Recensione Ocean's Eleven (2001)

Soderbergh non si nasconde dietro false dichiarazioni di intenti e confeziona una pellicola assolutamente vuota dal punto di vista di contenuti filosofici e morali, ma che diverte e avvince come le pellicole di un tempo.

Un colpo grosso per Soderbergh

Che sia uno dei registi più eclettici dell'ultima generazione Hollywoodiana non ci sono ormai dubbi: Steven Soderbergh salta impassibile da un genere all'altro, dal puro divertissement di Out of Sight a film con un minimo impegno sociale come nel caso di Erin Brockovich e Traffic. Impossibile dimenticare il suo esordio indipendente con il riuscitissimo e premiatissimo Sesso, bugie e videotape, ma provate ad accostarlo al recente remake Solaris o a questo Ocean's Eleven, di cui sta già preparando il seguito. Il profilo che ne viene fuori è quello di un regista sicuramente molto dotato tecnicamente, in grado di districarsi perfettamente tra il mondo del cinema d'autore e quello più strettamente commerciale e di cassetta, la cui carriera manca però, almeno per il momento, di tematiche personali e coerenti che possano racchiudere tutte le sue opere, manca insomma di quella caratteristica che ha fatto grandi alcuni maestri del cinema moderno.

Questo Ocean's Eleven non è altro che l'ennesimo remake propostoci da un cinema americano ormai a corto di idee, il soggetto è infatti quel del film Colpo grosso del 1960, una delle tante pellicole con protagonista il cosiddetto Rat-Pack formato da Frank Sinatra, Dean Martin, Sammy Davis Jr., Peter Lawford e Joey Bishop. Una storia poco originale che tratta di una improbabile rapina ad un casinò della luccicante Las Vegas, e che non è altro che una scusa per proporci un nuovo Rat-Pack altrettanto carismatico grazie alla presenza di attori del calibro di George Clooney, Brad Pitt e Matt Damon ed una raffinata lezione di tecnica da parte del suo regista.

Soderbergh non si nasconde dietro false dichiarazioni di intenti e confeziona una pellicola assolutamente vuota dal punto di vista di contenuti filosofici e morali, ma che diverte e avvince come le pellicole di un tempo. Si appoggia ad uno script solido e coerente per quanto riguarda la progettazione e la realizzazione del colpo ma al tempo stesso divertente e autoironico nei dialoghi, soprattutto nelle battute tra Clooney e Pitt, entrambi in stato di grazia. Altrettanto efficace l'interpretazione di Andy Garcia proprietario del casinò e diretto antagonista amoroso del personaggio interpretato di Clooney: al centro di questo triangolo una Julia Roberts piuttosto anonima, più per carenza dal punto di vista di sceneggiatura che per sue mancanze. Da citare anche il divertente e strambo miliardario impersonato da Elliott Gould, la sua presenza aggiunge quel pizzico di follia che va sempre bene in un film che non vuole prendersi troppo sul serio.
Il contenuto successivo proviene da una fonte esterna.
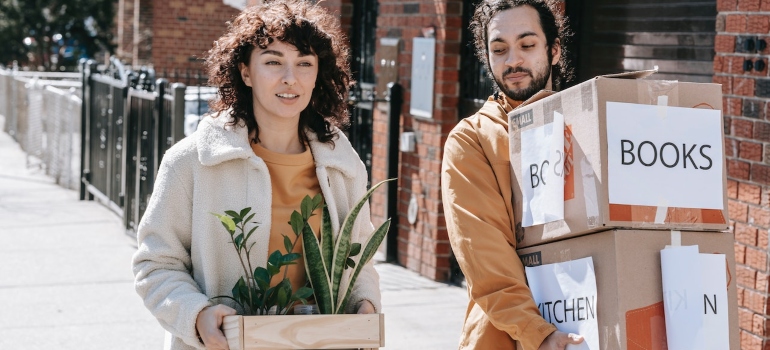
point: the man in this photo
(519, 41)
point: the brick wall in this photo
(184, 30)
(422, 247)
(741, 23)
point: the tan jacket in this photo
(477, 195)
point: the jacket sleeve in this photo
(481, 235)
(162, 264)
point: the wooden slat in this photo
(305, 332)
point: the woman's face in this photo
(281, 81)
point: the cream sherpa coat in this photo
(184, 255)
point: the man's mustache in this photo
(512, 70)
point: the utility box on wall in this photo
(388, 65)
(423, 67)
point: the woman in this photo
(272, 138)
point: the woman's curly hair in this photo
(554, 26)
(308, 27)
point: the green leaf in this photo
(307, 207)
(327, 240)
(296, 222)
(369, 250)
(342, 246)
(287, 243)
(290, 257)
(317, 200)
(262, 277)
(226, 222)
(302, 293)
(355, 248)
(238, 240)
(316, 273)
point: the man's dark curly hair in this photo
(308, 27)
(554, 26)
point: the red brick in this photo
(743, 86)
(737, 169)
(756, 258)
(750, 151)
(746, 276)
(744, 318)
(749, 193)
(727, 5)
(738, 211)
(758, 24)
(760, 174)
(740, 254)
(759, 216)
(746, 234)
(732, 189)
(731, 147)
(758, 325)
(762, 282)
(748, 5)
(734, 105)
(735, 23)
(724, 44)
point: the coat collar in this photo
(219, 141)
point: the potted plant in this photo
(327, 262)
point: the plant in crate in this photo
(254, 294)
(327, 260)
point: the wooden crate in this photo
(305, 332)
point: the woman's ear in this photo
(245, 74)
(555, 51)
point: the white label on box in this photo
(542, 162)
(565, 293)
(695, 303)
(661, 155)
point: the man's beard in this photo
(538, 83)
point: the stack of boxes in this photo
(629, 191)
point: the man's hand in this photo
(209, 324)
(559, 340)
(365, 307)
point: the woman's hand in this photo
(559, 341)
(209, 326)
(365, 307)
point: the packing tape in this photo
(660, 214)
(676, 238)
(662, 106)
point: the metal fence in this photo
(42, 113)
(129, 121)
(102, 131)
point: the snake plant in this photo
(327, 260)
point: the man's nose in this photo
(514, 59)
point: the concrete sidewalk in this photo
(66, 280)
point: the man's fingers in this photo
(575, 338)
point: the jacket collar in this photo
(220, 141)
(498, 106)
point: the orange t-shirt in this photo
(293, 177)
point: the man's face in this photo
(518, 53)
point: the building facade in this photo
(720, 41)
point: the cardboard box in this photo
(629, 301)
(305, 332)
(589, 165)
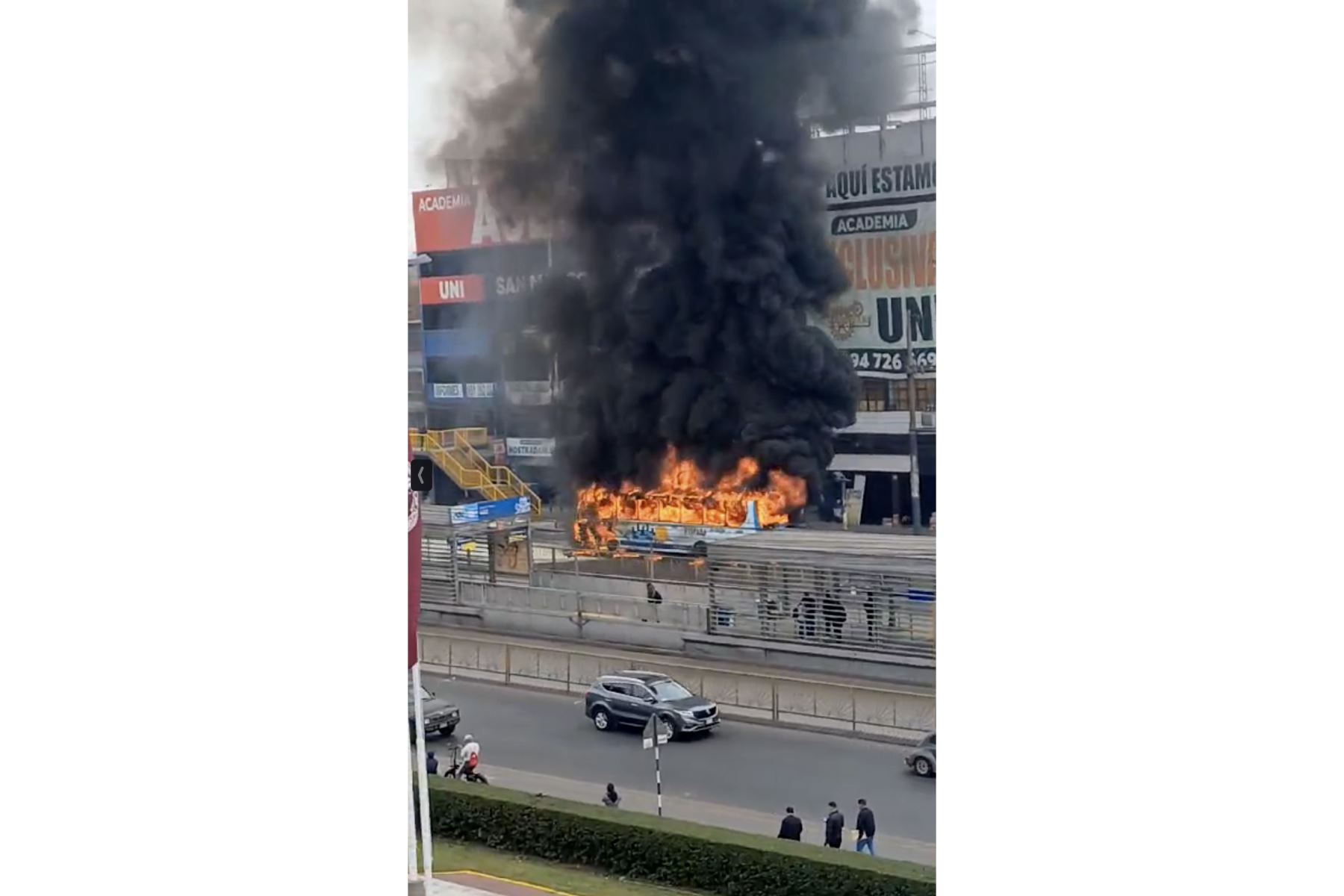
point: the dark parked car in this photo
(631, 697)
(922, 761)
(441, 718)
Dal punto di vista tecnico, come già dicevamo, il film risulta eccellente, ben orchestrato e fotografato dallo stesso Soderbergh che preferisce mostrarci una Las Vegas, e di conseguenza il mondo dei casinò, in maniera limpida e trasparente, accantonando i toni cupi utilizzati da Martin Scorsese per il suo Casinò, che non avrebbero trovato spazio in un film il cui unico scopo è quello di intrattenere e di far pensare il meno possibile.